His conscious mind knew perfectly well that he was safe. He could describe the war, analyze his reactions, articulate what was happening and why. He had spent years in talk therapy doing exactly that. And none of it stopped the reaction. Because the reaction did not originate in his conscious mind. It originated in his body, in autonomic circuits that operated faster than thought, below the reach of any purely cognitive intervention.

Van der Kolk published these observations and a career's worth of research in The Body Keeps the Score in 2014. The book became a cultural phenomenon, spending years on bestseller lists. But the core finding, the one that changed how we think about human suffering, is deceptively simple: trauma is stored in the body, not just the brain. And approaches that only address the mind leave the body's record untouched.

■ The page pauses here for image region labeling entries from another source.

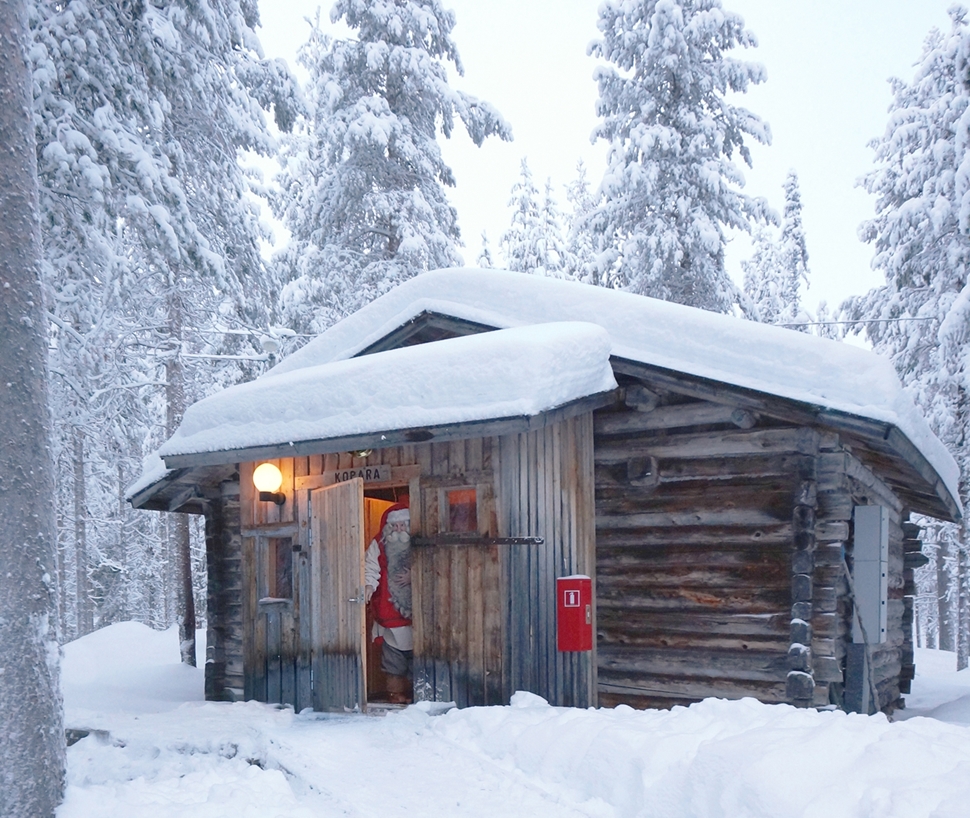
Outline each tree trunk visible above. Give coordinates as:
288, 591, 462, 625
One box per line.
74, 429, 94, 636
118, 455, 131, 621
936, 532, 956, 650
956, 540, 970, 670
0, 0, 64, 818
165, 292, 195, 667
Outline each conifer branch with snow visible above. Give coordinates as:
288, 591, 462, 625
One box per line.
590, 0, 774, 312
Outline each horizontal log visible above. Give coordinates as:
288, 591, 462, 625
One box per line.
812, 656, 844, 682
593, 401, 757, 435
596, 480, 792, 518
594, 429, 817, 463
596, 583, 791, 614
597, 607, 788, 639
815, 515, 849, 543
595, 454, 811, 486
596, 544, 789, 571
596, 646, 788, 682
817, 491, 855, 520
596, 521, 792, 552
596, 509, 784, 530
596, 627, 791, 653
812, 613, 841, 644
596, 563, 791, 594
815, 544, 844, 573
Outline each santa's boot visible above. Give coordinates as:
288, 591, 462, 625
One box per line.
387, 674, 411, 704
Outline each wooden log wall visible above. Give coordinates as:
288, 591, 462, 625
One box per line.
813, 434, 912, 712
205, 481, 244, 701
594, 381, 819, 707
899, 514, 929, 693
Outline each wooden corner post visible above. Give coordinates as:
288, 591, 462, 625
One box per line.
785, 455, 818, 707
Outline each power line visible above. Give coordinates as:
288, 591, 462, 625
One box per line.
772, 316, 940, 327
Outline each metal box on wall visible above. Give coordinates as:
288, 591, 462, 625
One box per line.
852, 506, 889, 645
556, 574, 593, 652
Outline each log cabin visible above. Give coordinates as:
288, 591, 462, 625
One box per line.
129, 270, 962, 712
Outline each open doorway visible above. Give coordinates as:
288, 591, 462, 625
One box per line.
364, 485, 408, 703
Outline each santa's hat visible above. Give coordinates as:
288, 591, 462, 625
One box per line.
381, 499, 411, 530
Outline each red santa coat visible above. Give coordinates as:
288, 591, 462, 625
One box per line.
365, 503, 412, 650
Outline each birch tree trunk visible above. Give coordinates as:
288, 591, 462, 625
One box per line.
936, 530, 956, 650
74, 429, 94, 636
0, 0, 64, 818
165, 290, 195, 667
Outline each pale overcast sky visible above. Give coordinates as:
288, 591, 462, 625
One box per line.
251, 0, 951, 309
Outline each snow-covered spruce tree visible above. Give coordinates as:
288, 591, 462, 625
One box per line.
778, 170, 810, 320
0, 0, 64, 818
842, 6, 970, 667
501, 159, 566, 277
590, 0, 773, 312
478, 230, 495, 270
741, 227, 787, 324
277, 0, 511, 331
741, 170, 812, 332
565, 159, 599, 284
31, 0, 295, 659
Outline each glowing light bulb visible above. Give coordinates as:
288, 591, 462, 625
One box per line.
253, 463, 283, 493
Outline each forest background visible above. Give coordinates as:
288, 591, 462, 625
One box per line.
28, 0, 970, 684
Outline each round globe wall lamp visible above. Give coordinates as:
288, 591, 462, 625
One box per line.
253, 463, 286, 506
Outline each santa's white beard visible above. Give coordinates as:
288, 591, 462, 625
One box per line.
383, 526, 411, 619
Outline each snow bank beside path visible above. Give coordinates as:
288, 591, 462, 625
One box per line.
61, 622, 205, 712
897, 648, 970, 724
424, 694, 970, 818
58, 623, 970, 818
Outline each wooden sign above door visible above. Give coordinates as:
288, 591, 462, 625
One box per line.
323, 466, 391, 485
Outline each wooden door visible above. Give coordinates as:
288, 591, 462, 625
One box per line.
411, 482, 502, 707
310, 478, 367, 710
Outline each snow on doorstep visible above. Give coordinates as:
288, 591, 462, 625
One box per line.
264, 270, 959, 506
159, 322, 616, 458
57, 623, 970, 818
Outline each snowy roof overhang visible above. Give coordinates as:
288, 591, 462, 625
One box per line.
264, 269, 961, 519
128, 322, 617, 506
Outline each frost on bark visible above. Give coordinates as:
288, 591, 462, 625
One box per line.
0, 0, 64, 818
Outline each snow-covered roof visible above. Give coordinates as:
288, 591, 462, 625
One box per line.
260, 269, 959, 510
156, 322, 616, 466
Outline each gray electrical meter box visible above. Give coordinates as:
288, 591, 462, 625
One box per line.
852, 506, 889, 645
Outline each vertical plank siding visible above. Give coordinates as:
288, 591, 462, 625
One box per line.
813, 446, 918, 711
206, 390, 918, 709
496, 414, 596, 707
205, 482, 244, 701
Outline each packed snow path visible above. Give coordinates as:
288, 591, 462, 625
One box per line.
58, 623, 970, 818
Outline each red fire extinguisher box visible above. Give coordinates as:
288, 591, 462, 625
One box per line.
556, 574, 593, 652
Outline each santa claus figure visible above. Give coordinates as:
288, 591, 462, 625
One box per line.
364, 503, 414, 704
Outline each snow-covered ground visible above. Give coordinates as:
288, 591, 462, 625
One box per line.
58, 623, 970, 818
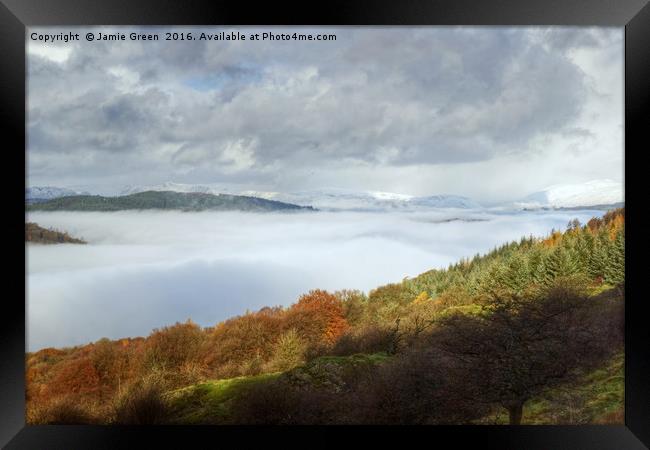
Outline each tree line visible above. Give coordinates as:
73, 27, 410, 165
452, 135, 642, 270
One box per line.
27, 209, 625, 424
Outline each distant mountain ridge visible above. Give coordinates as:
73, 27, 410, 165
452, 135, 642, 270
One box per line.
25, 179, 624, 211
121, 182, 481, 211
25, 186, 90, 203
514, 179, 623, 209
27, 191, 314, 212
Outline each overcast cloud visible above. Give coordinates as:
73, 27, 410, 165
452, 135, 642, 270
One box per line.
28, 27, 623, 201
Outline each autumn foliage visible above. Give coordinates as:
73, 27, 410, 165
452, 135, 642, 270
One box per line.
25, 209, 625, 424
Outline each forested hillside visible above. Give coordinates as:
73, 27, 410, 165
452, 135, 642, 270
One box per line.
25, 222, 86, 244
27, 191, 312, 212
26, 208, 625, 424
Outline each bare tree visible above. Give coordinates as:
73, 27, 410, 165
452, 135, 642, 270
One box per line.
432, 285, 622, 425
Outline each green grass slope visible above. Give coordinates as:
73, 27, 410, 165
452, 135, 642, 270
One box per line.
165, 353, 389, 425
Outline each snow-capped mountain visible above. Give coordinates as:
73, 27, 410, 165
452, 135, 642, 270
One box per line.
120, 182, 480, 211
25, 186, 88, 203
515, 180, 624, 209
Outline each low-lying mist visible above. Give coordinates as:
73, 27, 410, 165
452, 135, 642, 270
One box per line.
27, 211, 602, 351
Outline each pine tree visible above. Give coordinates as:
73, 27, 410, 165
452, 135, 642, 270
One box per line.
604, 230, 625, 286
545, 245, 578, 283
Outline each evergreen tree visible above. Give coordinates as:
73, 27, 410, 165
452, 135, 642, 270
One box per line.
604, 230, 625, 285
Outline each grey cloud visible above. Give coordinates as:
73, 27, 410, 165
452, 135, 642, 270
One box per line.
29, 27, 619, 195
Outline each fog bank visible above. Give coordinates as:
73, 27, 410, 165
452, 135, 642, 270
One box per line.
26, 210, 602, 351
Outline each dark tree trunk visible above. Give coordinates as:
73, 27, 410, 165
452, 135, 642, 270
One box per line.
508, 402, 524, 425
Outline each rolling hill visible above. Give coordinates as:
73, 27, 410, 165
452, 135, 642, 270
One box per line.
27, 191, 314, 212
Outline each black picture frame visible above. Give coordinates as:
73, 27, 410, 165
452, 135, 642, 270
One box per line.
0, 0, 650, 449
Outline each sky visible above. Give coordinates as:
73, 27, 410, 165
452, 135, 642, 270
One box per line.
27, 27, 624, 201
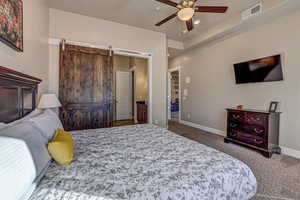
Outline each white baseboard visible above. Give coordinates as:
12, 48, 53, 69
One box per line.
179, 120, 300, 159
179, 120, 226, 136
280, 147, 300, 159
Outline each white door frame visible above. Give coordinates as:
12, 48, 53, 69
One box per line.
118, 50, 153, 124
115, 70, 134, 120
168, 66, 181, 121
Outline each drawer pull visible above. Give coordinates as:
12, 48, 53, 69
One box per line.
230, 123, 237, 128
251, 117, 261, 121
232, 115, 240, 119
230, 133, 237, 137
254, 128, 264, 134
254, 139, 264, 144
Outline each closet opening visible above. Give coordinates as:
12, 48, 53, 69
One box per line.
113, 55, 150, 126
168, 68, 181, 121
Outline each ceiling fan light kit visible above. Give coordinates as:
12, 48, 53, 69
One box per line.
155, 0, 228, 31
177, 8, 195, 21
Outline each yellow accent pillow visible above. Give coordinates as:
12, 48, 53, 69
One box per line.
48, 129, 74, 165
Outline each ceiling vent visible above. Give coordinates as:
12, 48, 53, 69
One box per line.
242, 2, 262, 20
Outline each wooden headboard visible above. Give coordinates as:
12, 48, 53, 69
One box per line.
0, 66, 42, 123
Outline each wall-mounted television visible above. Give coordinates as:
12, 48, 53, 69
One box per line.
234, 55, 283, 84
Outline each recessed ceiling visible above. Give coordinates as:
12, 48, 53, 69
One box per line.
49, 0, 258, 41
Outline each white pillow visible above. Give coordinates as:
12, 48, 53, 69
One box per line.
0, 137, 36, 200
0, 109, 43, 130
0, 123, 7, 131
29, 110, 63, 142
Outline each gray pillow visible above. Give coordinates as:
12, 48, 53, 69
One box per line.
0, 121, 51, 180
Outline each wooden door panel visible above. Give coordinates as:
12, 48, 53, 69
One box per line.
59, 45, 113, 130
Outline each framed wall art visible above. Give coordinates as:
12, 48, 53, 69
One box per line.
0, 0, 23, 52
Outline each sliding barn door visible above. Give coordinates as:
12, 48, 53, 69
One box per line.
59, 45, 113, 130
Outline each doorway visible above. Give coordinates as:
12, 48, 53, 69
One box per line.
116, 71, 133, 121
168, 68, 181, 121
114, 55, 149, 126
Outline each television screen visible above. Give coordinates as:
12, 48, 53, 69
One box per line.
234, 55, 283, 84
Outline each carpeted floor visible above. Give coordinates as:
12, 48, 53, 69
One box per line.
169, 121, 300, 200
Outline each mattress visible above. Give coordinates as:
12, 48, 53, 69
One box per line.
31, 125, 257, 200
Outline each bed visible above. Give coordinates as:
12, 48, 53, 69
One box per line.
0, 67, 257, 200
30, 125, 256, 200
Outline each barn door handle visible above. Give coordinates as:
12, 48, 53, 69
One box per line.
254, 128, 264, 133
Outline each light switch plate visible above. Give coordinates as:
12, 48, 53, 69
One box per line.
183, 89, 189, 96
185, 76, 191, 84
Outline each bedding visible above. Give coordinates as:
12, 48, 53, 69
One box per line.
0, 136, 36, 200
0, 121, 51, 178
29, 109, 64, 144
30, 125, 257, 200
0, 109, 43, 130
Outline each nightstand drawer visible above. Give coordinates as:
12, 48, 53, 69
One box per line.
228, 120, 243, 130
228, 112, 245, 122
244, 125, 268, 139
236, 133, 268, 149
246, 113, 268, 126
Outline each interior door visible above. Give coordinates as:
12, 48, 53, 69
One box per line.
116, 71, 133, 120
59, 45, 113, 130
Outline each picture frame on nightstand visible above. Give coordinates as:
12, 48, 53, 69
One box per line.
269, 101, 279, 113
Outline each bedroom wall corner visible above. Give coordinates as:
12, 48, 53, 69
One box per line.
0, 0, 49, 94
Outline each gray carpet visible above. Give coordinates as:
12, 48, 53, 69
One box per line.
169, 121, 300, 200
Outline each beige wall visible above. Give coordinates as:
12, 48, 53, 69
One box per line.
50, 9, 167, 126
0, 0, 49, 94
169, 9, 300, 150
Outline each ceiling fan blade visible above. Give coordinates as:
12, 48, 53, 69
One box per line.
186, 19, 194, 31
155, 12, 177, 26
155, 0, 178, 7
195, 6, 228, 13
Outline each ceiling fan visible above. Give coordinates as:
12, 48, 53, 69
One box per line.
155, 0, 228, 31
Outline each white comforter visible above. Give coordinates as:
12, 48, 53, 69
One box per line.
0, 137, 36, 200
31, 125, 257, 200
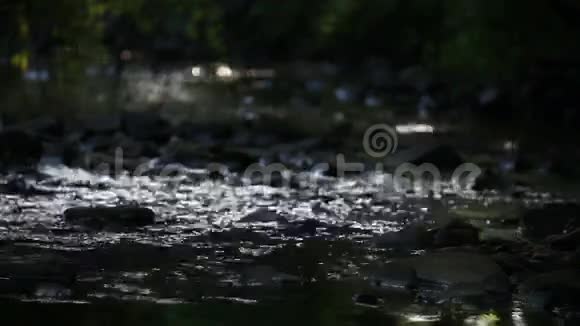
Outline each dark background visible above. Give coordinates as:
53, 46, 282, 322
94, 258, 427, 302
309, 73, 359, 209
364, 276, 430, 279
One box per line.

Two Directions of Intervention

To understand why Tom could talk about Vietnam for years without his body's response changing, you need to understand the difference between two fundamentally different approaches to the nervous system.

Top-down approaches work from cognition toward the body. Talk therapy, cognitive behavioral therapy (CBT), affirmations, journaling, insight-oriented work. These interventions start with conscious thought and attempt to influence the nervous system through understanding, reframing, and cognitive restructuring. The premise is that if you change how you think about an experience, you change how your body responds to it.

Bottom-up approaches work from the body toward cognition. Somatic experiencing, breathwork, movement practices, vagal toning exercises, interoceptive training. These interventions start with the body's physiological state and attempt to change the nervous system directly, which then shifts thought and emotional patterns as a downstream consequence.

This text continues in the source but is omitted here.